The net result of this is that projects become more reliable and faster, meaning that the overall time allocated to safety can be reduced, with a commensurate reduction to overall project schedule.
Reducing the safety or time buffer and bringing forward the scheduled completion date often initially feels very uncomfortable for the project team. It is, therefore, important to recognise the potential of the project team to feel fear, or to feel threatened. After all, they are being asked to trust that the above assumptions are correct and adequately implemented in the project plan – without having experienced the benefits of the change for themselves.
Good communication and change management is a vital part of any CCPM project. Plus, managers need to make the buffer situation visual and transparent for all team members. One handy tool that CCPM gives us to clearly visualise the project buffer, and our progress against it, is the Fever Chart.
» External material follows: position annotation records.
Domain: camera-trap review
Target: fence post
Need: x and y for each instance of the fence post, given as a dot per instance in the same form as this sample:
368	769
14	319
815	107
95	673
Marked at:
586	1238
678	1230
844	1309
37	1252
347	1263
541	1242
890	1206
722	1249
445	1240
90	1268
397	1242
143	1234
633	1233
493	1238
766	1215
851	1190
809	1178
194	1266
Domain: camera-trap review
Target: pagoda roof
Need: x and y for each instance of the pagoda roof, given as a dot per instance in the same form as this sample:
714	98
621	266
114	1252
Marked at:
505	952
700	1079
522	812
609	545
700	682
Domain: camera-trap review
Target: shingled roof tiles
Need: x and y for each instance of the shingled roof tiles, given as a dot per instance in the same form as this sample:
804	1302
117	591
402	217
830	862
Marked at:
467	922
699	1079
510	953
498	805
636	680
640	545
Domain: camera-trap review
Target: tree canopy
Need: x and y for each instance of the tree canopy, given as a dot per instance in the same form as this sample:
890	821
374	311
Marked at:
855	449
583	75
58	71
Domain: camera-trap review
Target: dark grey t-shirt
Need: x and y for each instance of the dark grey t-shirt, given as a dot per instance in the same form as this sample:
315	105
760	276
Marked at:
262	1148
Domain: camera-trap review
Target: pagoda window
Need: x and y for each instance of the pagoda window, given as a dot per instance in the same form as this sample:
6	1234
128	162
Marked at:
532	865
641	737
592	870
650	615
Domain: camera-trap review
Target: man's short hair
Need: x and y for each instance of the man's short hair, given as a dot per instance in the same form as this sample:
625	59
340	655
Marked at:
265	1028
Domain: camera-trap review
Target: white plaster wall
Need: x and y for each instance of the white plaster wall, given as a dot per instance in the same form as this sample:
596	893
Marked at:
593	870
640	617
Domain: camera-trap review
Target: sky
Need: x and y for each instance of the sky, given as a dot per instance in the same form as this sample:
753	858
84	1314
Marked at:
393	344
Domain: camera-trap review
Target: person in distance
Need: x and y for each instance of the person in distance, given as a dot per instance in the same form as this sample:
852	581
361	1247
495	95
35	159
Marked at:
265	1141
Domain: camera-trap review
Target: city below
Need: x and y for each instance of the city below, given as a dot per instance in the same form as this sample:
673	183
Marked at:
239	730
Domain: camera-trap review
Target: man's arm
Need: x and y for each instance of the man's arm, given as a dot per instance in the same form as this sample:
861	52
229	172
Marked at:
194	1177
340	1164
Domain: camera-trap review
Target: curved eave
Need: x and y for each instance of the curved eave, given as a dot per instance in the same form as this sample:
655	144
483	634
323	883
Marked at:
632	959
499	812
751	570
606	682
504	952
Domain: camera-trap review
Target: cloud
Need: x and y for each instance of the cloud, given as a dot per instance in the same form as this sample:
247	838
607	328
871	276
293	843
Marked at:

The Fever Chart is a time series graph on which the project manager can plot the progress along the critical chain over the lifetime of the project. Usually the horizontal axis represents % of project completion, while the vertical axis the % of buffer consumed.
The Fever Chart is a clear, graphical way of quickly understanding how the actual completion of the project compares to the scheduled project completion. If we know that current performance is charting somewhere in the yellow, then we can start preparing actions should the project move into the red area of the chart.
My general rule is that when in green, do nothing. When in yellow, prepare the actions in case the project becomes red. When in red, act. Managers should be paranoid but not hysterical. After all, the buffer is designed to be consumed. The team should not try to not consume it. Where multiple projects are running, with shared resource dependencies, it’s desirable to consume the buffer of projects which are currently charting in the green in order to help other project which are charting in the red.
The most important aspect of this is to ensure that the buffer situation is clearly visible to all team members.
In my experience, where projects are running largely within the green, yellow and red areas of the chart, the project team will react to buffer consumption and try to recover the buffer without the project or portfolio manager needing to intervene.